Leur conclusion est sans détour : il n'existe pas, à ce jour, de base de preuves suffisante pour intégrer l'évaluation des styles d'apprentissage à la pratique éducative ordinaire.

La nuance qui compte

Attention au contresens. Les auteurs ne disent pas que les modalités sont sans effet, ni que tous les élèves sont identiques : les préférences existent, et les gens diffèrent réellement dans leurs aptitudes. Ce qui ne tient pas, c'est l'appariement, l'idée qu'on aiderait un élève en collant l'enseignement à son « style » étiqueté. Ils précisent même qu'on ne peut pas déclarer toutes les versions de la théorie réfutées : beaucoup n'ont simplement jamais été testées.

En pratique

Le bon réflexe n'est pas de choisir une modalité par élève, mais par contenu. Une carte se lit en image, une poésie s'entend, une fraction se manipule, pour toute la classe. Présenter une notion sous plusieurs formes profite à tout le monde, pas à un sous-groupe « visuel ». Et l'énergie qu'on mettrait à diagnostiquer des styles, mieux vaut l'investir dans des méthodes au solide appui scientifique, comme l'effet de test ou la pratique espacée.
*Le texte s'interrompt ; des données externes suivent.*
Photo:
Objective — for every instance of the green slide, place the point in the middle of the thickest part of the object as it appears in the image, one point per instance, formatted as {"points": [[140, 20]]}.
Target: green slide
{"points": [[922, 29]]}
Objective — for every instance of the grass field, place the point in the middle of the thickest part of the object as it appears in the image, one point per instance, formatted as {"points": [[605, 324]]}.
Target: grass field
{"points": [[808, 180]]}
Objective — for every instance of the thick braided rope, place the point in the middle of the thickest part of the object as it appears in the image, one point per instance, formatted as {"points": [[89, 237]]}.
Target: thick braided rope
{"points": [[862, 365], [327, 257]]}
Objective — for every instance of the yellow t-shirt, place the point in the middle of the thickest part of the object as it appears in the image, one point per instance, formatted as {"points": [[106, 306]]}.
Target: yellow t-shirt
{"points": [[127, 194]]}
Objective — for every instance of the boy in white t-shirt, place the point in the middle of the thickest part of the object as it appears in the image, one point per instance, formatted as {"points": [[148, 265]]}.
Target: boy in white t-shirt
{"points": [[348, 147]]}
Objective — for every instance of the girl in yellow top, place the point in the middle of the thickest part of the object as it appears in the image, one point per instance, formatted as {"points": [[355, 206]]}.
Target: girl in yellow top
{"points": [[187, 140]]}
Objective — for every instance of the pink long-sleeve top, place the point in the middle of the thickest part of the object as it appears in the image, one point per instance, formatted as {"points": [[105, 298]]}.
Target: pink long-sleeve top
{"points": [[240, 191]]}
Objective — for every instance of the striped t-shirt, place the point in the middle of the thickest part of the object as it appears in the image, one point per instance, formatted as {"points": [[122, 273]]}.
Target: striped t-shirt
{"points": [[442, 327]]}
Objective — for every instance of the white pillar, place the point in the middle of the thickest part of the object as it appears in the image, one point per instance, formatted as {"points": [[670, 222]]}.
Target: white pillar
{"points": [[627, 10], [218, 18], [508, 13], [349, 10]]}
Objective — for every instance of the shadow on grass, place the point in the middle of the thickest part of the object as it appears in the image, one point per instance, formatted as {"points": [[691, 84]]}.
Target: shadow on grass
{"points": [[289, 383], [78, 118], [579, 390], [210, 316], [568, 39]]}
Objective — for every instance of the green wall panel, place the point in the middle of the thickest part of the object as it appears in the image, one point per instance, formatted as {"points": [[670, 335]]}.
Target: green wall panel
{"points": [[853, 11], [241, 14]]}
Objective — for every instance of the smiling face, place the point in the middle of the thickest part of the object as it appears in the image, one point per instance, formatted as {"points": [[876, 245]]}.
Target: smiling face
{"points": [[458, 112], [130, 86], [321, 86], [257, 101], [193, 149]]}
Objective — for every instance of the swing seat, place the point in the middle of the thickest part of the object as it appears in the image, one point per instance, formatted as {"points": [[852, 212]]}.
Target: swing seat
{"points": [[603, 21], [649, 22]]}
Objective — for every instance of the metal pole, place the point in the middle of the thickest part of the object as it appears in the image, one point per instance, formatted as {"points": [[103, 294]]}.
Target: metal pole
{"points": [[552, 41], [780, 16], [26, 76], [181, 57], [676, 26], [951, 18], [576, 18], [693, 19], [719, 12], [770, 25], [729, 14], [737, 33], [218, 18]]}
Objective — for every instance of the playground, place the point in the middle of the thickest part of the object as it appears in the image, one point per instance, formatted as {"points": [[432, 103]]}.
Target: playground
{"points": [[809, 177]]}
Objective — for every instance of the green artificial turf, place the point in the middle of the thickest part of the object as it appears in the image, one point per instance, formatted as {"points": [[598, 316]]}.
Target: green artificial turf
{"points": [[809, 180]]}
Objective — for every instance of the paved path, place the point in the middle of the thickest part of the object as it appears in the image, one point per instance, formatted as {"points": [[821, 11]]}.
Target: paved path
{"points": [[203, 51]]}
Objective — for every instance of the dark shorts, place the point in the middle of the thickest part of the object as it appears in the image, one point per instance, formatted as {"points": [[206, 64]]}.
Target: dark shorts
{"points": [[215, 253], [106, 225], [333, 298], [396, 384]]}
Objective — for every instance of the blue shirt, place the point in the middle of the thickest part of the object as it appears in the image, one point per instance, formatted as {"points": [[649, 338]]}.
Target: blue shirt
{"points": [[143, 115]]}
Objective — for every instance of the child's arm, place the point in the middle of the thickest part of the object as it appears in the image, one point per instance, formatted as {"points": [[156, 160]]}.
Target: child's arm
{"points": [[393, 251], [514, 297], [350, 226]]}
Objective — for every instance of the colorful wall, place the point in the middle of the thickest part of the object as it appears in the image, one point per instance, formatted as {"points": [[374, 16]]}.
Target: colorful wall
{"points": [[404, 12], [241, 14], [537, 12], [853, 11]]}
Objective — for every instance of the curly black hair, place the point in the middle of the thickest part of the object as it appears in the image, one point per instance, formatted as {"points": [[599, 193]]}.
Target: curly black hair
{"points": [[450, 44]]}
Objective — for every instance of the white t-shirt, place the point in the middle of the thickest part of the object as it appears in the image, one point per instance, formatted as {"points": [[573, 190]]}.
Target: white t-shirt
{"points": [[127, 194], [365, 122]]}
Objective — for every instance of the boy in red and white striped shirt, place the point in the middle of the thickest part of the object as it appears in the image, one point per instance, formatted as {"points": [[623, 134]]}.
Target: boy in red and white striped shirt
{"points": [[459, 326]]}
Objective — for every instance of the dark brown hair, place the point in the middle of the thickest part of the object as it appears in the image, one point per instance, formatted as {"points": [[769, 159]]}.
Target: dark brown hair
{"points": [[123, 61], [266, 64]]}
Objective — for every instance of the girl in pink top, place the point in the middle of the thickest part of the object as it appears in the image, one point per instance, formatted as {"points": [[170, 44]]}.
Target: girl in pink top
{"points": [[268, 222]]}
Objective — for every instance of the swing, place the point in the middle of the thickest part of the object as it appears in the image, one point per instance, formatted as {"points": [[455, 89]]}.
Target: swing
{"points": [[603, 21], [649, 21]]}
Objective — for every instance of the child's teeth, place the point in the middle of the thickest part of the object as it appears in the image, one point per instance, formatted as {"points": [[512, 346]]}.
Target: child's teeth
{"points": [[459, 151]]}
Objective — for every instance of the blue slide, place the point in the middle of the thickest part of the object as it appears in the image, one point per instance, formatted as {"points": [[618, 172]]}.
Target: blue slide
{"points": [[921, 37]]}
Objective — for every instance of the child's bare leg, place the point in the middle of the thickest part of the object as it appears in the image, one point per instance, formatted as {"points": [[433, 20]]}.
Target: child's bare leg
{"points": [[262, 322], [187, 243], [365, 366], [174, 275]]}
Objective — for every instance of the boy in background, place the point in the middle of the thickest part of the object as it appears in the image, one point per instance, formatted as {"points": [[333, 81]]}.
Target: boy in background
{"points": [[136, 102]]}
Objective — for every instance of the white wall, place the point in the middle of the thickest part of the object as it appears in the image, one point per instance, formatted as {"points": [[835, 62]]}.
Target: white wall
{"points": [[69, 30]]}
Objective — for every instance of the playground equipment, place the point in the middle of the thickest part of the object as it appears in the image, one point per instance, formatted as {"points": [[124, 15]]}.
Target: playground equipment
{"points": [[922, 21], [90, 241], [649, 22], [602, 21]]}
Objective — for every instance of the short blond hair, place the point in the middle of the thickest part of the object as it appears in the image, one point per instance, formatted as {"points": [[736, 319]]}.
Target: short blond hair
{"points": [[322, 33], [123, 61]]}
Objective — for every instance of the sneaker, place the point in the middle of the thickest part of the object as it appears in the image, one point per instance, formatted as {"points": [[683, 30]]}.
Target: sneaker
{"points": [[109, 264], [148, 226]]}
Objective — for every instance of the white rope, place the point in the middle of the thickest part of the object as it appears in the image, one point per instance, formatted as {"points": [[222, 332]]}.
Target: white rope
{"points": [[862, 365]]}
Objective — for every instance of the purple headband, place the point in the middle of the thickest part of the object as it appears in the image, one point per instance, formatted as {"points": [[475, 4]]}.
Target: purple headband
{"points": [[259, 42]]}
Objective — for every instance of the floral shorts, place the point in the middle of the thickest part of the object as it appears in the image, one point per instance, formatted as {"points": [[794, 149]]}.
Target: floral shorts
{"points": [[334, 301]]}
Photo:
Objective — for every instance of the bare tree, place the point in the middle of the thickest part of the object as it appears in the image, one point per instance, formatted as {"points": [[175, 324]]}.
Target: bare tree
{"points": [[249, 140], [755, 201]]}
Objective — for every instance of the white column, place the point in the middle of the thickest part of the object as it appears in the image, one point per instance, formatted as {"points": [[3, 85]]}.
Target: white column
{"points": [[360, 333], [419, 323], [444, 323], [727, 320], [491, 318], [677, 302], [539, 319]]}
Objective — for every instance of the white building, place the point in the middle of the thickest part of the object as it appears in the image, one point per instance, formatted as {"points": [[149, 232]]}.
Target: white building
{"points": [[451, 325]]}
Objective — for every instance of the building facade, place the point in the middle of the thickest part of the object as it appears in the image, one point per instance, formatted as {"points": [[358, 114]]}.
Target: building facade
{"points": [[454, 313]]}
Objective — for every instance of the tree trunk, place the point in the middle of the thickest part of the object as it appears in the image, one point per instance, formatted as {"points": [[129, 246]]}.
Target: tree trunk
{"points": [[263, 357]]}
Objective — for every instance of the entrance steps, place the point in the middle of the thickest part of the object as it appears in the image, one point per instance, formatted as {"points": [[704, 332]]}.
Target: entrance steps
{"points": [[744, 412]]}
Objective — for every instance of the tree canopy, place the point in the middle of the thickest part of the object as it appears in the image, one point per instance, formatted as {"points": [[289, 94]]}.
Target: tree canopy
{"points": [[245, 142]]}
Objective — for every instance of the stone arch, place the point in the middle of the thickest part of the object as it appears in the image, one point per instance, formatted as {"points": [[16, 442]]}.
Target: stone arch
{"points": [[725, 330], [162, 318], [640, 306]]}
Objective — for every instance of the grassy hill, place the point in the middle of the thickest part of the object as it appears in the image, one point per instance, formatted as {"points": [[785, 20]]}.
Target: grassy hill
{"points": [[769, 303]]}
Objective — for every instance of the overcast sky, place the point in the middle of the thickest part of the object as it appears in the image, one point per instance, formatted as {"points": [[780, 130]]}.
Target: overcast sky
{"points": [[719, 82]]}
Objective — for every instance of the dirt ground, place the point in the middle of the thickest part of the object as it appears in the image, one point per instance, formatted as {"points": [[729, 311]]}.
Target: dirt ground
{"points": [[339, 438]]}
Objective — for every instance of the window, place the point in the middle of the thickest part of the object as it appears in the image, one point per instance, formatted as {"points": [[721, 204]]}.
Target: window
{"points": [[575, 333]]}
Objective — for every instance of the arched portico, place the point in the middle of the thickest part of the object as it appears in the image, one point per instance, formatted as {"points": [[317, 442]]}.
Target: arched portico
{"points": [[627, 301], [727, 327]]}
Résumé Coprof d'après Pashler, McDaniel, Rohrer et Bjork (2008), « Learning Styles: Concepts and Evidence », Psychological Science in the Public Interest.

En classe

  • Choisis la modalité qui convient au CONTENU, pas au « style » supposé de l'élève : une carte pour la géographie, le son pour la lecture à voix haute.
  • Présente une même notion sous plusieurs formes (mot, image, manipulation) pour toute la classe : c'est utile à tout le monde, pas seulement aux « visuels ».
  • Évite d'étiqueter un élève « auditif » ou « kinesthésique » : rien ne prouve que cette étiquette aide ses apprentissages.